Arkadaşımla, dört gözle Orhan babanın samsun’a gelmesini bekliyoruz. İçimiz çocuklar gibi şen. Sanki Rahmetli babam yeni ayakkabı almış, üç gün sonra bayram, ben onları giyeceğim. O mutluluğu o zaman tarif etmeye duygular yetim kalır. Beklenen gün geldi, baba samsundaydı. Ama nerede nasıl bulacaktık. Orhan babanın saz dersi aldığı, Ömer SİNOP hoca vardı. Şu anki site caminin aradaydı yeri, orada beklemeye karar verdik. En sonunda o meşhur marka tek kapılı beyaz arabasının önünü kesmiştik. Şimdiki (osmaniye caddesi) arabadan inip babaya memlekete hoş geldin diyerek tokalaştım. Çakmak, kalem, sigara paketi her hangi bir şey! O günün hatırasına bir şey istedim. Bana gülerek inan yok olsa vermez miyim demişti, ama ben mutlaka bir hatıra istediğimden dolayı, biraz da gençliğin ve aşırı hayranlığın verdiği duygularla, kafamı ön camadan içeri soktum günün anısına binaen. Belki ayıp ettim, hatıra alamadım ama böyle tatlı, unutulmaz bir anısı kaldı içimizde.
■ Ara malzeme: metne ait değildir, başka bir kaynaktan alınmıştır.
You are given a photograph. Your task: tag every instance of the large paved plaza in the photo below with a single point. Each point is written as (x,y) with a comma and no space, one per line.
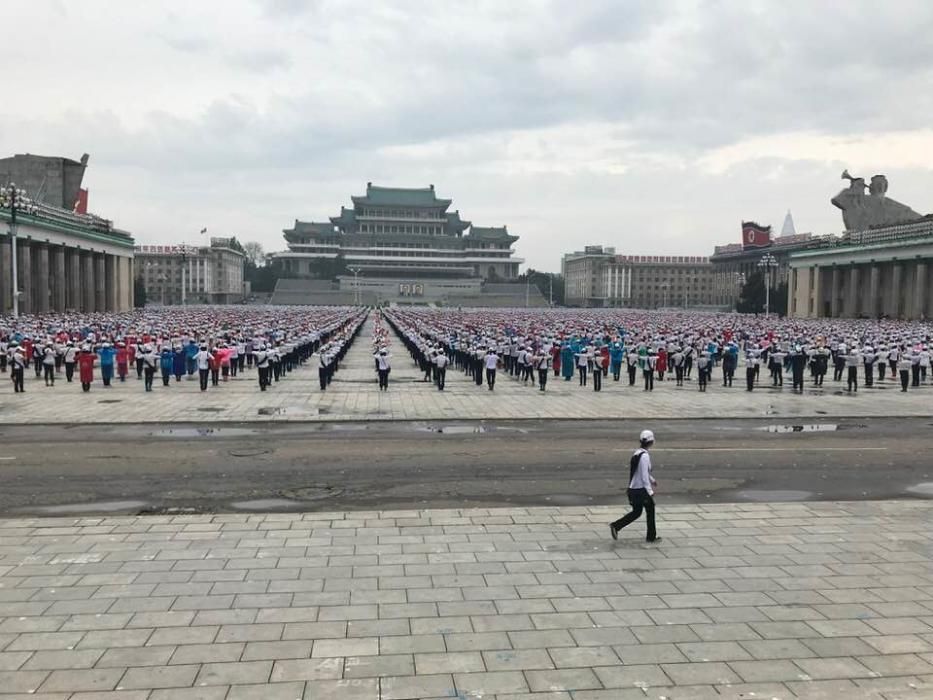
(354,395)
(816,600)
Hatıralar çok sevgili dostlar, birkaç tane daha yazmak isterdim, ama yerim müsait olmadığı için, sizlere birkaç tanesini yazdım. Umarım keyif vermişimdir.
Güzel anılarda kalmak, anılmak, yad edilmek, hep güzel anılar yaşamak ve yaşatmak dileğiyle hoşça kalın...
Miraç MORÇÕL
23.Aralık.2023
Samsun
YORUMLAR
Henüz yorum yapılmamış.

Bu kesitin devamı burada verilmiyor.